VEMOCLAP: A video emotion classification web application

Serkan Sulun,Paula Viana,Matthew E. P. Davies
2024-10-22
Abstract:We introduce VEMOCLAP: Video EMOtion Classifier using Pretrained features, the first readily available and open-source web application that analyzes the emotional content of any user-provided video. We improve our previous work, which exploits open-source pretrained models that work on video frames and audio, and then efficiently fuse the resulting pretrained features using multi-head cross-attention. Our approach increases the state-of-the-art classification accuracy on the Ekman-6 video emotion dataset by 4.3% and offers an online application for users to run our model on their own videos or YouTube videos. We invite the readers to try our application at <a class="link-external link-http" href="http://serkansulun.com/app" rel="external noopener nofollow">this http URL</a>.
Computer Vision and Pattern Recognition,Artificial Intelligence,Machine Learning,Multimedia,Image and Video Processing
What problem does this paper attempt to address?

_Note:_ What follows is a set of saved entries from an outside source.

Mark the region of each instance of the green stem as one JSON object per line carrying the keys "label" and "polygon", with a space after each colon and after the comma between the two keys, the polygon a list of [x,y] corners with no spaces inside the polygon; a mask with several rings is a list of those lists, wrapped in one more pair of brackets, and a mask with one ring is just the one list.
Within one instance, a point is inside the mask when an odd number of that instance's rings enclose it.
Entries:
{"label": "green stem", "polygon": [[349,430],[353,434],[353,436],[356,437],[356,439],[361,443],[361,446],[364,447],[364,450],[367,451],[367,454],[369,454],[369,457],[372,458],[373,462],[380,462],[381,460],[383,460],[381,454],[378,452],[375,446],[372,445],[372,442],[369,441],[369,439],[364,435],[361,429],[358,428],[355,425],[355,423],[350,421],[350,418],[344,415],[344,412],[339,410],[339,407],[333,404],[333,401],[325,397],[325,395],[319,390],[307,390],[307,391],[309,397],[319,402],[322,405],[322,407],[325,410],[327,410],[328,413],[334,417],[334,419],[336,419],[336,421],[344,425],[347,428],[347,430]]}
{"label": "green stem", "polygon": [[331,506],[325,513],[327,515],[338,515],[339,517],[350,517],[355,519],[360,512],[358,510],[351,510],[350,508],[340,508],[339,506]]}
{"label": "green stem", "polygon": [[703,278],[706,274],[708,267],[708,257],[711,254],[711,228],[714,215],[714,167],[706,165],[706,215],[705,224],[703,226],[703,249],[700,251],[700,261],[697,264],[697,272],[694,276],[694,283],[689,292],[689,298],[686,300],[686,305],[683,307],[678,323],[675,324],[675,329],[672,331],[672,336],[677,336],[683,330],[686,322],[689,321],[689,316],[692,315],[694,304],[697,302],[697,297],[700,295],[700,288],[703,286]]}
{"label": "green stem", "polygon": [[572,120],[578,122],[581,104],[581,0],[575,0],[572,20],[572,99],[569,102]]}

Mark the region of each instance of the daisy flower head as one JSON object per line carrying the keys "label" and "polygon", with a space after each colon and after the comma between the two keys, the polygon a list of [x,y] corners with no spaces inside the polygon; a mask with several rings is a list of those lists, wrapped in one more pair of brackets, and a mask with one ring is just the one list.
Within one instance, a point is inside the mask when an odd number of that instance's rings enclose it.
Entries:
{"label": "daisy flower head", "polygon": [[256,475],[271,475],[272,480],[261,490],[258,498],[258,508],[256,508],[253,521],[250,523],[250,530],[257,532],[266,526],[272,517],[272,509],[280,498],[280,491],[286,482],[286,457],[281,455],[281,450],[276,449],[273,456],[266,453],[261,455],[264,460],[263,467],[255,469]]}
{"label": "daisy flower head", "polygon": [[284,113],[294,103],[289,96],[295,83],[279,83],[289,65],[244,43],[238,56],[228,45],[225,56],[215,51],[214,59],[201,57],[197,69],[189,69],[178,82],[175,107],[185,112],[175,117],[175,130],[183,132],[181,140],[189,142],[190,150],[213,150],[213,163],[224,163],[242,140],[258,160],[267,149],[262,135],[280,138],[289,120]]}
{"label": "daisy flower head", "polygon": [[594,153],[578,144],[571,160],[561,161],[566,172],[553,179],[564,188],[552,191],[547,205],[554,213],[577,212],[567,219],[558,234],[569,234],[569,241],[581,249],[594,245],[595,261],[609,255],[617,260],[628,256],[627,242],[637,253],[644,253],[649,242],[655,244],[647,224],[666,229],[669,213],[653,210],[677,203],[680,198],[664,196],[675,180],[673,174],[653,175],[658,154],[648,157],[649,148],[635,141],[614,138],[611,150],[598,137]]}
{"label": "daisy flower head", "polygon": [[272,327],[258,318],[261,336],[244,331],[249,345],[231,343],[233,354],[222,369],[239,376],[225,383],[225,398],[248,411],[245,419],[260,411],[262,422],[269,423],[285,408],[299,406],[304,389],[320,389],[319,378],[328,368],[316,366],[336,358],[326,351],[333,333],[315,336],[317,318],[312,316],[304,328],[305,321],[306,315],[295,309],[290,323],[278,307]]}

The problem that this paper attempts to solve is video emotion classification (Video Emotion Classification). Specifically, the authors have developed a web application named VEMOCLAP, aiming to analyze the emotional content in any video provided by users. The following are the main problems and goals of this research: 1. **Improve the accuracy of video emotion classification**: - The authors have improved previous work by using open - source pre - trained models to extract video frame and audio features and using the multi - head cross - attention mechanism to efficiently fuse these features. - On the Ekman - 6 video emotion dataset, their method has increased the state - of - the - art classification accuracy by 4.3%. 2. **Provide an easy - to - use online application**: - VEMOCLAP is an open - source and easy - to - use web application. Users can run the model by uploading their own videos or providing YouTube links to analyze the emotions in the videos. - The application not only outputs the predicted emotion labels but also provides additional analysis functions, such as automatic speech recognition (ASR), optical character recognition (OCR), face detection and expression classification, audio classification, and image caption generation. 3. **Dataset cleaning**: - The authors have examined and cleaned the Ekman - 6 dataset, removing problematic samples to improve the performance of the training model. - The cleaned dataset has increased the classification accuracy by 2.6%, but for fair comparison, they excluded this result in the report. 4. **Multi - modal feature fusion**: - The research has solved the problem of differences in dimension and time length of features extracted from different pre - trained models. By normalizing and projecting to a common dimension, and then using the multi - head attention module for feature fusion. ### Main contributions - **Improve classification accuracy**: On the Ekman - 6 dataset, the classification accuracy has been increased by 4.3%. - **Dataset cleaning**: A list of problematic samples in the Ekman - 6 dataset has been provided to help other researchers improve their models. - **Open - source web application**: An open - source web application has been launched, enabling users to easily analyze and classify emotions in any video. Through these efforts, the authors have not only improved the technical level of video emotion classification but also provided a practical tool for researchers and ordinary users.